Au nord du district de Kutch (Gujarat), en bordure du grand désert blanc, se trouve le village de Khavda qui a donné son nom à une céramique bien spécifique, dont les origines remonteraient à la civilisation millénaire de la vallée de l’Indus. Si l’art de la poterie de cette région a survécu depuis l’âge de bronze, elle a du mal à trouver sa place dans le monde moderne.
L’atelier familial d’Abdul Bhai se trouve au bout d’un chemin de campagne cabossé, qu’on a bien du mal à trouver la première fois que l’on s’y rend. Cette famille de kumbhars (potiers) originaire du Sindh (Pakistan actuel) pratique ce métier depuis des générations.
À notre arrivée, Rahima Ben, l’épouse d’Abdul, est en train de peaufiner la décoration d’une assiette en ajoutant des pointillés blancs à l’aide d’une brindille de bambou. Elle lève la tête et me reconnaît, c’est la seconde fois que je rencontre cette sympathique femme artisan. Entre ces deux visites, mon agence de voyage a organisé plusieurs rencontres avec ces kumbhars ; c’est notre manière de soutenir cet art qui pourrait bien disparaître dans quelques décennies.
Et ce serait une perte importante au niveau artistique, car la céramique de Khavda est unique. Elle est reconnaissable à sa teinte brun-rougeâtre et ses motifs noirs ponctués de pointillés blancs.
Cette poterie trouverait son origine dans la vallée de l’Indus. En 1968, quand le site archéologique de Dholavira*, à une heure de Khavda, a été découvert, des céramiques présentant des similitudes avec celles de Khavda ont été mises au jour. On y retrouve notamment les dessins noirs sur fond rouge. L’art de la céramique avait une place de choix à Dholavira, plus d’une centaine de tours de potiers y ont été retrouvés.
*Dholavira est une ville dite harappéenne ou de civilisation de la vallée de l’Indus. C’est l’un des très rares établissements urbains bien préservés d’Asie du Sud datant du 3e au milieu du 2e millénaire avant notre ère. C’est le sixième plus grand site sur les 1 000 sites harappéens découverts jusqu’à présent.
La céramique de Khavda a, au fil du temps, adoptée son propre style, influencée par diverses traditions artistiques.
La fabrication de la poterie Khavda se fait à partir de matériaux trouvés localement. L’argile appelée « Rann ki Mitti » (terre glaise du Rann) est récupérée près d’un lac autour du village, puis façonnée sur un tour de potier et laissée à sécher.
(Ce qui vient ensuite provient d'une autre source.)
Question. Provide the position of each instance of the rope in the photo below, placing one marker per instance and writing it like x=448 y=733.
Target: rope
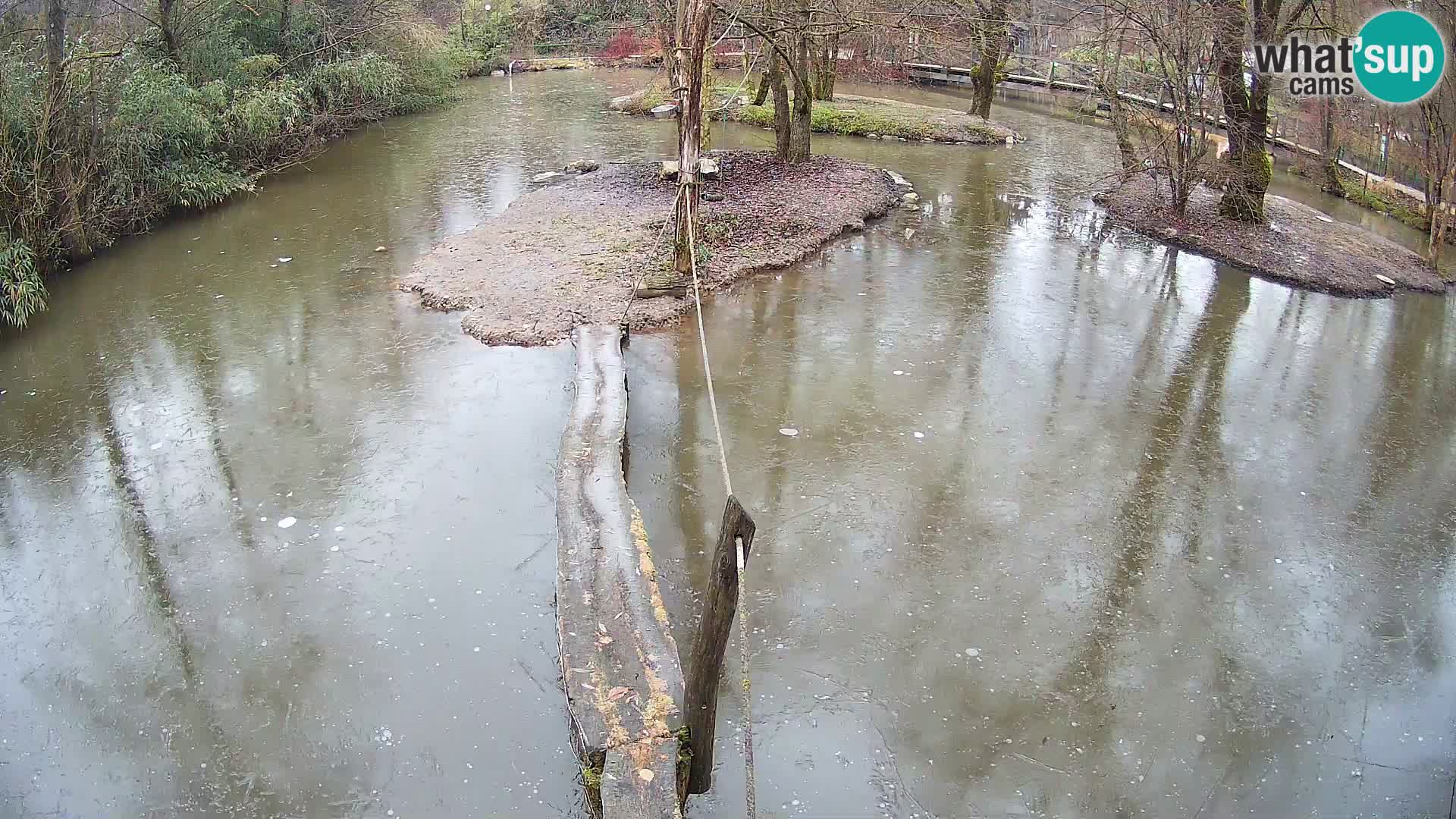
x=734 y=95
x=752 y=800
x=653 y=253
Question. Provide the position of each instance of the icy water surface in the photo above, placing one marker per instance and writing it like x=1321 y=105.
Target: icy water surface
x=1074 y=525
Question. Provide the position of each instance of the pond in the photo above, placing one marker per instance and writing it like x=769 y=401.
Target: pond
x=1074 y=523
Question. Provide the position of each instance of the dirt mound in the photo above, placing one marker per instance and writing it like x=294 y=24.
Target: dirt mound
x=1299 y=245
x=570 y=254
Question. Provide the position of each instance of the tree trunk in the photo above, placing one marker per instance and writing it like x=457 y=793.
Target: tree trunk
x=669 y=50
x=1250 y=168
x=286 y=27
x=692 y=44
x=1329 y=152
x=55 y=39
x=826 y=67
x=995 y=34
x=761 y=95
x=802 y=102
x=780 y=86
x=1111 y=91
x=169 y=36
x=1440 y=206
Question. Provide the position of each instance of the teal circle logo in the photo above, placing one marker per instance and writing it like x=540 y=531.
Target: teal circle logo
x=1401 y=57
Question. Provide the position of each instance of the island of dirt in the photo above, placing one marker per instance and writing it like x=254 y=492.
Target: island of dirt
x=1298 y=245
x=846 y=115
x=574 y=253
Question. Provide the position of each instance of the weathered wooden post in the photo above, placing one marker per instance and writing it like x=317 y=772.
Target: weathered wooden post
x=707 y=662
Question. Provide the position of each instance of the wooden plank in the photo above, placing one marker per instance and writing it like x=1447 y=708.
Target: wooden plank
x=705 y=667
x=639 y=781
x=619 y=664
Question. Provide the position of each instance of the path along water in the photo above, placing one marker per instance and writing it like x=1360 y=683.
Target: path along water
x=1072 y=525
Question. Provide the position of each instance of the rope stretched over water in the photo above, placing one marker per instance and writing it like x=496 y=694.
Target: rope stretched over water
x=752 y=800
x=723 y=461
x=653 y=253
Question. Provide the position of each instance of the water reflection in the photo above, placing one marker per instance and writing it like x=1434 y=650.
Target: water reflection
x=1142 y=556
x=1075 y=525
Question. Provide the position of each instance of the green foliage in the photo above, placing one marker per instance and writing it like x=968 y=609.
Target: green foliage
x=487 y=38
x=1379 y=203
x=22 y=293
x=131 y=136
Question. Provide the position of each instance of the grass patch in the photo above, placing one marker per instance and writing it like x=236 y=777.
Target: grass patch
x=592 y=780
x=862 y=117
x=1381 y=203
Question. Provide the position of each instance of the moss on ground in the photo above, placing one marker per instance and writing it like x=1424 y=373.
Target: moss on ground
x=861 y=117
x=1365 y=197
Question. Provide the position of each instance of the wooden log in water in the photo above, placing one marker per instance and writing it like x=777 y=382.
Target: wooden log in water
x=619 y=664
x=705 y=667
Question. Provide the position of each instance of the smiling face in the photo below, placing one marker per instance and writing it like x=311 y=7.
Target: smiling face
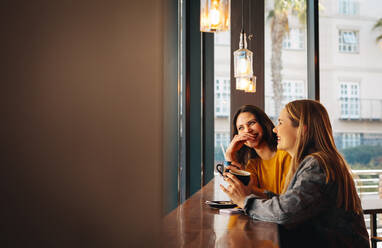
x=247 y=123
x=286 y=133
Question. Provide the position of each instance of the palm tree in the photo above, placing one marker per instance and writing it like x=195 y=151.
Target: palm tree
x=279 y=28
x=378 y=26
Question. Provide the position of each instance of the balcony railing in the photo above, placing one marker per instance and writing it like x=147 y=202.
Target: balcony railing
x=360 y=109
x=368 y=182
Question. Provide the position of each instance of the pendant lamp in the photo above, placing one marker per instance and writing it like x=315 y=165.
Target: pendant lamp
x=214 y=15
x=243 y=62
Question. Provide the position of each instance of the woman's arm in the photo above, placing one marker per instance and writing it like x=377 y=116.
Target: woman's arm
x=303 y=199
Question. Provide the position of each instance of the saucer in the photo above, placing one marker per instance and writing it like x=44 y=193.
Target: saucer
x=221 y=204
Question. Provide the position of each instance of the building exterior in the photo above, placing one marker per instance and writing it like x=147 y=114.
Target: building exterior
x=350 y=71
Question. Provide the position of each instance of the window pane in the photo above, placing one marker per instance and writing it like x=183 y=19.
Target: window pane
x=222 y=94
x=285 y=54
x=351 y=86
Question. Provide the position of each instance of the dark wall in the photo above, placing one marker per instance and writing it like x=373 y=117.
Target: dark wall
x=81 y=123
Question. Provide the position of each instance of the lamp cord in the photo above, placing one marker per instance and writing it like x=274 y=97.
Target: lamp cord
x=242 y=16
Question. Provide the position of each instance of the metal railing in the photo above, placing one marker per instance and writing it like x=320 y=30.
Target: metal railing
x=368 y=182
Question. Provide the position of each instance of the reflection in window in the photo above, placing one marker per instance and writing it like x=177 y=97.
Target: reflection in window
x=222 y=93
x=295 y=39
x=293 y=90
x=348 y=7
x=222 y=99
x=356 y=115
x=350 y=102
x=350 y=140
x=348 y=41
x=285 y=53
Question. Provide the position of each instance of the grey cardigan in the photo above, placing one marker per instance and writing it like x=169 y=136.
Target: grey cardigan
x=309 y=206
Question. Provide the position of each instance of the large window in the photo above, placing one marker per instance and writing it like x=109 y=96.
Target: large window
x=350 y=82
x=288 y=62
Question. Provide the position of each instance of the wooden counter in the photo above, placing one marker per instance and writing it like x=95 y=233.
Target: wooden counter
x=195 y=224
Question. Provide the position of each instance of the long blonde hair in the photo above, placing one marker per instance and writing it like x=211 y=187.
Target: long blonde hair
x=315 y=138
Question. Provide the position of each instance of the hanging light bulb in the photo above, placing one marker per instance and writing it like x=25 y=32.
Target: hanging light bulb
x=214 y=15
x=243 y=59
x=251 y=87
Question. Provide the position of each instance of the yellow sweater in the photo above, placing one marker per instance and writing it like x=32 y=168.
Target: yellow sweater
x=270 y=174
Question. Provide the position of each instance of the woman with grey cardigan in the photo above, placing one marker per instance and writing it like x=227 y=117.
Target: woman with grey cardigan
x=319 y=206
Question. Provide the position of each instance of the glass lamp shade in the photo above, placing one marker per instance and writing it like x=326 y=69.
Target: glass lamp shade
x=243 y=63
x=251 y=87
x=214 y=15
x=242 y=83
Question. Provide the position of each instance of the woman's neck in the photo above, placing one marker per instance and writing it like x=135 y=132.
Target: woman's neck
x=265 y=152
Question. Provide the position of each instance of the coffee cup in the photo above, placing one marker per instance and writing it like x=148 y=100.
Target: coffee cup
x=220 y=168
x=243 y=176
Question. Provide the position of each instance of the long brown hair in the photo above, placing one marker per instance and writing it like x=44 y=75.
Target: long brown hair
x=315 y=138
x=269 y=137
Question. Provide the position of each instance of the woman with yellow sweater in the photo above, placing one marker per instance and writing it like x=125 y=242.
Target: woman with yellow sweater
x=254 y=149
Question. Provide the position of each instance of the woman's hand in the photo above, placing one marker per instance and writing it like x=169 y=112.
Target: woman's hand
x=236 y=190
x=236 y=143
x=234 y=166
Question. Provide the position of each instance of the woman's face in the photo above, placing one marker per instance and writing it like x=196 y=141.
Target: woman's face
x=286 y=133
x=247 y=123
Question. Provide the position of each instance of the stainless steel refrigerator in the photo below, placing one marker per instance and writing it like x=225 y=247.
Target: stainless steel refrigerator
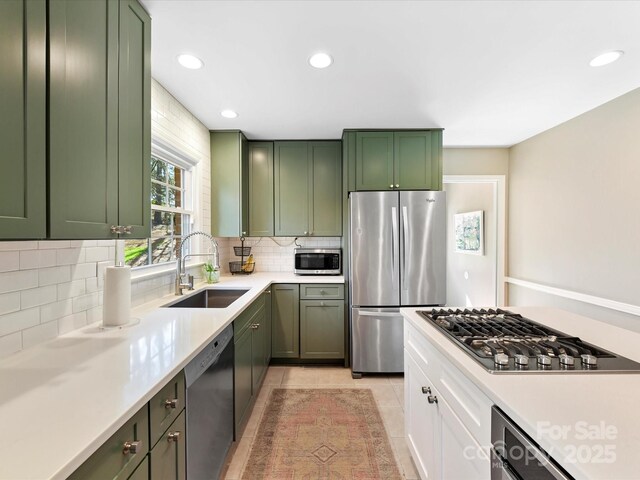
x=397 y=259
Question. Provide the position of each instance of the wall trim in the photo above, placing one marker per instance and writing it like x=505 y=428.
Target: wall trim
x=500 y=201
x=581 y=297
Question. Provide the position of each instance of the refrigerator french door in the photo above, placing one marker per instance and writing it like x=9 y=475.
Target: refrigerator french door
x=397 y=259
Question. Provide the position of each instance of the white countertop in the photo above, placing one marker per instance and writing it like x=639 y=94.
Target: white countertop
x=59 y=401
x=603 y=406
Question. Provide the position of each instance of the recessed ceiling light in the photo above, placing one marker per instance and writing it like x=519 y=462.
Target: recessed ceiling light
x=189 y=61
x=228 y=114
x=320 y=60
x=606 y=58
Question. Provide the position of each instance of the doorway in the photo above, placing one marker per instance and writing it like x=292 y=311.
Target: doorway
x=476 y=280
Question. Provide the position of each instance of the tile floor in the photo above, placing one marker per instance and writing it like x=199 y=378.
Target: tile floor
x=387 y=390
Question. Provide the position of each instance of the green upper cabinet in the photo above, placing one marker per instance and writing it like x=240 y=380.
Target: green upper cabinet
x=260 y=189
x=230 y=184
x=99 y=119
x=23 y=119
x=134 y=120
x=397 y=160
x=308 y=188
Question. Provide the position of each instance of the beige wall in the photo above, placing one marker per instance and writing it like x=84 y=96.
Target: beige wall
x=475 y=161
x=574 y=220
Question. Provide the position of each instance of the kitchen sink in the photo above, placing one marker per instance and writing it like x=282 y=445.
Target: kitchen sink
x=214 y=298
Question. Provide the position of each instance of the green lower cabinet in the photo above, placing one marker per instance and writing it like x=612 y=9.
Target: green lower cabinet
x=142 y=472
x=285 y=321
x=119 y=456
x=243 y=385
x=322 y=329
x=168 y=456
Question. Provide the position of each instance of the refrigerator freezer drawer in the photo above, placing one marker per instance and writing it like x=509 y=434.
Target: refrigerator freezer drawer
x=377 y=340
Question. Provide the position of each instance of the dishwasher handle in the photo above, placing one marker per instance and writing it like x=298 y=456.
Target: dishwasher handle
x=208 y=357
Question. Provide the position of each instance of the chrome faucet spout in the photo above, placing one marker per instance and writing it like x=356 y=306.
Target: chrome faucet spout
x=181 y=275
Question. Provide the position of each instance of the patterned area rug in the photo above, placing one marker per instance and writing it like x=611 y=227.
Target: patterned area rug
x=315 y=434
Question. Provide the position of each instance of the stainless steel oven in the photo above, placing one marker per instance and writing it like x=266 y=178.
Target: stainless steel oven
x=515 y=456
x=318 y=261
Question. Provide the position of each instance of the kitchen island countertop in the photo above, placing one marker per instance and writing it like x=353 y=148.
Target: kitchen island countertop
x=60 y=400
x=589 y=423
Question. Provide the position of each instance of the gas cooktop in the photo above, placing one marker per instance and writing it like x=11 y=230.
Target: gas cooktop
x=507 y=342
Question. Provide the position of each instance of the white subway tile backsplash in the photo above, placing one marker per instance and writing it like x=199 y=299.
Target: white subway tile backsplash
x=53 y=275
x=14 y=322
x=9 y=261
x=30 y=259
x=10 y=344
x=19 y=280
x=9 y=302
x=35 y=297
x=40 y=333
x=70 y=256
x=56 y=310
x=71 y=289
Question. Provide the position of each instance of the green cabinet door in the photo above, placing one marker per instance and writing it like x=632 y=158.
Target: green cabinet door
x=229 y=184
x=83 y=118
x=285 y=337
x=417 y=160
x=23 y=119
x=292 y=182
x=260 y=189
x=326 y=193
x=134 y=120
x=242 y=381
x=322 y=329
x=258 y=345
x=374 y=161
x=168 y=457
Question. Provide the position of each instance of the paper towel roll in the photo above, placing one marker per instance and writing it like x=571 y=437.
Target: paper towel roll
x=116 y=304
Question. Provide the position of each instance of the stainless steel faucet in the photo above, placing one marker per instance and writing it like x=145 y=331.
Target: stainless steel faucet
x=186 y=281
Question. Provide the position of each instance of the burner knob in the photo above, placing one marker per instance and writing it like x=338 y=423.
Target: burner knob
x=566 y=361
x=501 y=360
x=589 y=361
x=544 y=360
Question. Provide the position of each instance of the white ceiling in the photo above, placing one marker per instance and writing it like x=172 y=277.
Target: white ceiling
x=491 y=73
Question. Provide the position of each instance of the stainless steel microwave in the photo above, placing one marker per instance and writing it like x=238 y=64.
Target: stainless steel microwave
x=317 y=261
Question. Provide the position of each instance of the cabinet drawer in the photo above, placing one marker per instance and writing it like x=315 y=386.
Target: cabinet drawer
x=242 y=322
x=165 y=406
x=320 y=291
x=168 y=457
x=110 y=460
x=465 y=399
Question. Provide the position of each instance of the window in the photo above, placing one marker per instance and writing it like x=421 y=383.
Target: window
x=171 y=215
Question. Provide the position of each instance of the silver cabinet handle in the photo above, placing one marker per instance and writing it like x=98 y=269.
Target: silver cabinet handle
x=131 y=447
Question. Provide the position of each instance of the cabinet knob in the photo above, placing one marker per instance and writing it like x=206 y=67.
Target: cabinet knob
x=131 y=447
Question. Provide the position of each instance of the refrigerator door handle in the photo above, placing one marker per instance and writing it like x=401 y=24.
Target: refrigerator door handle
x=405 y=237
x=367 y=313
x=394 y=236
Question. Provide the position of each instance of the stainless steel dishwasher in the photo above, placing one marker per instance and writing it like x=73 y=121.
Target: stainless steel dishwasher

Avant d’être mises dans un four chauffé au bois et à la bouse de vache, les récipients sont plongés dans un mélange d’eau et de « géru » (poudre d’ocre) qui donne à la poterie Khavda sa signature rouge.
Une fois la couleur sèche, les ustensiles sont agrémentés de motifs noirs et blanc créés à partir de pigments naturels. Ce sont les femmes qui peignent les objets, elles ne sont normalement pas autorisées à modeler les objets sur un tour, travail qui est l’apanage des hommes seulement.
Les motifs peints sur la poterie Khavda sont généralement de type abstraits et géométriques. On peut y observer des animaux (vaches, poissons), des motifs floraux et des personnages stylisés.
Les objets créés sont divers : assiettes, plateaux, cruches, verres, boites divers, lampes et même gramophone pour amplifier le son d’un téléphone portable !
Faute de successeurs pour perpétuer la poterie de Khavda, cet art millénaire risque de se perdre.
Quelques initiatives ont été prises notamment par Khamir, un trust de Kutch créé en 2005 pour la promotion de l’artisanat traditionnel et des pratiques culturelles associées. Cette plateforme a lancé des programmes qui ont amené de nombreux artisans potiers de Kutch à venir expérimenter de nouvelles techniques et à créer des gammes de produits innovantes.
Espérons que cela redonne un second souffle à la poterie Khavda.